Art. 03. A vivissecção não será permitida:
I – sem emprego de anestesia;
II – em centros de pesquisas e estudos não registrados em órgãos
competentes;
III – sem supervisão de técnico especializado;
IV – com animais que não tenham permanecido mais de 15 dias em botério
legalmente autorizado;
V – em estabelecimento de ensino de 1º e 2º graus e em quaisquer locais
freqüentados por menores de idade.
Art. 04. O animal só poderá ser submetido ás intervenções recomendadas nos
protocolos das experiências que constituem a pesquisa ou os programas de
86
aprendizagem cirúrgica, quando durante ou após a vivissecção, receber
cuidados especiais.
Parágrafo 1 – Quando houver indicação, o animal poderá ser sacrificado sob
estrita obediência às prescrições científicas.

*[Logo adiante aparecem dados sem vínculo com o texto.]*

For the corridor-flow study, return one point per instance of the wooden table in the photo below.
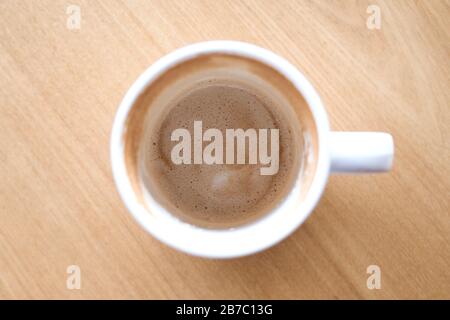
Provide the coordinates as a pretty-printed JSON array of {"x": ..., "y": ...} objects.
[{"x": 59, "y": 90}]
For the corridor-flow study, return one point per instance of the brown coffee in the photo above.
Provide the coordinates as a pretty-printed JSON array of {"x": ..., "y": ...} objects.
[{"x": 219, "y": 195}]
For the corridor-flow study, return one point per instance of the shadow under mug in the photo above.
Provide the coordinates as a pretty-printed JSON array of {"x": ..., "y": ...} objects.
[{"x": 327, "y": 151}]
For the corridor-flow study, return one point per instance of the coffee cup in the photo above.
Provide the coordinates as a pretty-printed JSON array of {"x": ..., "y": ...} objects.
[{"x": 168, "y": 200}]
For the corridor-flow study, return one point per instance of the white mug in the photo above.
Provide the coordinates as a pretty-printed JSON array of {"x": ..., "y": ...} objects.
[{"x": 333, "y": 152}]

Parágrafo 2 – Caso não sejam sacrificados, os animais utilizados em
experiência ou demonstrações somente poderão sair do biotério 30 (trinta) dias
após intervenção, desde que destinados a pessoas ou entidades idôneas que
por eles queiram responsabilizar-se.
Art. 05. Os infratores desta lei estarão sujeitos:
I – às penalidades cominadas no artigo 64, caput, do Decreto-lei 3.688 de
03/10/1941, no caso de ser a primeira infração;
II – à interdição e cancelamento do registro do biotério ou do centro de
pesquisa, no caso de reincidência;
Art. 06. O Poder Executivo, no prazo de 90 (noventa) dias, regulamentará a
presente Lei, especificando:
I – o órgão competente para o registro e a expedição de autorização dos
biotérios e centros de experiências e demonstrações com animais vivos;
II – as condições gerais exigíveis para o registro e o funcionamento dos
biotérios;
III – o órgão e autoridades competentes para fiscalização dos biotérios e
centros mencionados no inciso I.
Art. 07. Esta lei entra em vigor na data de sua publicação.
Art. 08. Revogam-se as disposições em contrário.